Une fois l’appétit ouvert grâce à un jus de légumes, c’est le moment de se rendre au Comptoir des Saveurs qui promet de satisfaire nos papilles. À l’entrée, le stand Ethiquable donne le ton. Cela fait six ans que l’entreprise à finalité sociale réunissant 40 coopératives de petits producteurs en Asie, en Afrique et en Amérique latine vient au festival. Ici, café, chocolat, chips, cookies bio-équitables sont proposés à un « prix juste ». « Il est défini selon des standards et des labels qui garantissent que le produit est issu du commerce équitable », explique Nicolas, responsable d’Ethiquable pour la Flandre, qui tient à faire valoir à Esperanzah! le but qui sous-tend la coopérative: « remettre l’homme et son travail au centre de la société ».

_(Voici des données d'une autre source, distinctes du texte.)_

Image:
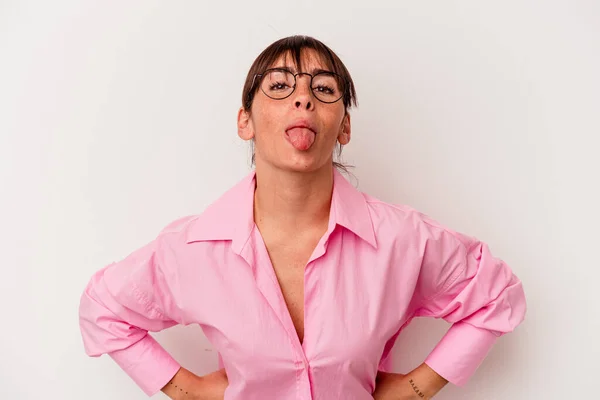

À Esperanzah! donc, même céder à un petit creux ou se sustenter entre deux concerts relève de l’engagement. Crêpes géantes, fish & chips, spécialités créoles ou latinoaméricaines, ce n’est pas le choix culinaire qui manque du côté des foodtrucks. Mais qui dit foodtruck ne dit pas forcément fast ou junk: tous s’engagent à respecter une charte environnementale. Cela veut dire que les préparateurs apportent un soin particulier à la gestion de leurs déchets – ils utilisent notamment de la vaisselle biodégradable – et à la provenance de leurs produits, majoritairement locaux. Ainsi, grâce au groupement floreffois Paysans-Artisans, les foodtrucks s’allient avec des petits producteurs des environs.
À côté de sa programmation musicale, Esperanzah! apparaît ainsi également comme le carrefour de la solidarité et de l’engagement. Environnement, alimentation locale, bio et éthique, soutien aux défavorisés: autant de domaines dans lesquels le festivalier peut s’investir pour apporter sa pierre à l’édifice d’un monde plus juste.